The New York Philharmonic, the nation's oldest symphony orchestra, will leave Lincoln Center for Carnegie Hall in a merger of renowned U.S. cultural institutions, the New York Times reports.

The New York Philharmonic, the nation's oldest symphony orchestra, will leave Lincoln Center for Carnegie Hall in a merger of renowned U.S. cultural institutions, the New York Times reports.

The Philharmonic, the first cultural institution established at Lincoln Center, would become a managing partner of Carnegie Hall, the paper reports, citing officials at the organizations. The move, it said, could come as soon as 2006, and the Philharmonic and Carnegie Hall will have a combined endowment of about $350 million.

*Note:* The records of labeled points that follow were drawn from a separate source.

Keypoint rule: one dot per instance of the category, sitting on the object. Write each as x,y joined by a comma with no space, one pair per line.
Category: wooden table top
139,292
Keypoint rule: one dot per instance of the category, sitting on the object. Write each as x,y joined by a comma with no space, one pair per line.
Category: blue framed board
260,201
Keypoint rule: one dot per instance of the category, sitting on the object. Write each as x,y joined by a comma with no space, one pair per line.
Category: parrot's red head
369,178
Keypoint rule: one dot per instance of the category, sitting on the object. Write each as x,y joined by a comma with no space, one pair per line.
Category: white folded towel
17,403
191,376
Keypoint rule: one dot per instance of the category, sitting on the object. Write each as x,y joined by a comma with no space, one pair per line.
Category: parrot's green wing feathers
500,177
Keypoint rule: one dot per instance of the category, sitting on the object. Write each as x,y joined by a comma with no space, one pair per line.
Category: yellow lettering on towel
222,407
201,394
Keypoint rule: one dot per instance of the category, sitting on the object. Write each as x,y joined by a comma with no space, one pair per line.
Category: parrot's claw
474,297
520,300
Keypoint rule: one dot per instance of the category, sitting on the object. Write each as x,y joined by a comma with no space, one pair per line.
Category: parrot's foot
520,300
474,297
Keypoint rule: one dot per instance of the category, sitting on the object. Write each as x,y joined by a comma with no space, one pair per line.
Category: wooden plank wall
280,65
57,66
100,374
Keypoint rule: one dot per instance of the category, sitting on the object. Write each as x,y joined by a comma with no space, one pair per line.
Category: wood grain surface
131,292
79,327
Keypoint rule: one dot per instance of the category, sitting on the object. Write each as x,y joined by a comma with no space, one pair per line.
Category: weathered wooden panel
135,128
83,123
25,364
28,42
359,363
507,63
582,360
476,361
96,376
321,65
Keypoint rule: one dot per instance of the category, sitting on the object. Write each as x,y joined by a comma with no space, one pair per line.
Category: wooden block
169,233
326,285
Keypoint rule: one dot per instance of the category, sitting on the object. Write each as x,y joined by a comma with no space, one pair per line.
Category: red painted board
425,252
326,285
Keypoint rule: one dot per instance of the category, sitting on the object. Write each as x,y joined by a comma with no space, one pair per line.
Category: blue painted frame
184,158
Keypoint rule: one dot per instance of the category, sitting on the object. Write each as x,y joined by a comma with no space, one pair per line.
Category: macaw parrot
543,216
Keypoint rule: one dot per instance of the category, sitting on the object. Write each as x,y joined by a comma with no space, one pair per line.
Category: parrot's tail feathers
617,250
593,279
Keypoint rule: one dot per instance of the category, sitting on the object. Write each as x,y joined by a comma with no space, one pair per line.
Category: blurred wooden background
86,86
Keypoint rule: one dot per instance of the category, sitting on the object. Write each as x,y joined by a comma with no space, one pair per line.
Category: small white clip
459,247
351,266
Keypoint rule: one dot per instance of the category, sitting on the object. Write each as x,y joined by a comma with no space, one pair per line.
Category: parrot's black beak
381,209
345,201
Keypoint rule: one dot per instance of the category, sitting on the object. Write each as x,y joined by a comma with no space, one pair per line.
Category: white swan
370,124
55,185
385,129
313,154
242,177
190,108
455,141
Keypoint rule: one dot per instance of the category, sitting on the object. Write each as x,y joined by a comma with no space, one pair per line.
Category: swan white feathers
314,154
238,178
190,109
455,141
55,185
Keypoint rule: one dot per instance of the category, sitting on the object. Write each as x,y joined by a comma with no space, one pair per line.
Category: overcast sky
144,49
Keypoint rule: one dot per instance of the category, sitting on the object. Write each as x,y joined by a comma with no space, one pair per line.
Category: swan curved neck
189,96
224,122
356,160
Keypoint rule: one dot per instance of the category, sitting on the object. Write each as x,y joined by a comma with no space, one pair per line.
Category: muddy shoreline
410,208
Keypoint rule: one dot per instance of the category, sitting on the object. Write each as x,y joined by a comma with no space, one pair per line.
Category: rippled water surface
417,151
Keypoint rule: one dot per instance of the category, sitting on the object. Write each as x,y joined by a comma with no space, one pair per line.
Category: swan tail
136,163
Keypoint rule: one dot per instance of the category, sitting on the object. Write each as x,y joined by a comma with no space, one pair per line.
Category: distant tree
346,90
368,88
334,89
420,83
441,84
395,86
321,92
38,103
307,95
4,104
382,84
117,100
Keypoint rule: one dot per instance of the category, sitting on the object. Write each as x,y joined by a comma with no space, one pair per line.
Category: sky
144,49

The agreement apparently caught Lincoln Center off guard when it was informed on Thursday about plans for the departure of the Philharmonic, according to the Times. Martin Segal, a chairman emeritus of Lincoln Center, told the paper that the merger was "a form of cultural cannibalism."

The move gives the Philharmonic the world-class acoustics of Carnegie Hall in exchange for what the Times calls "flawed" sound at Lincoln Center's Avery Fisher Hall.

The merger would also bring together two giants of the U.S. financial services industry. The chairman of Carnegie Hall is Citigroup Inc. chairman Sanford Weill. The chairman of the Philharmonic is Paul Guenther, the former president of U.S. broker PaineWebber Group, now a unit of UBS AG.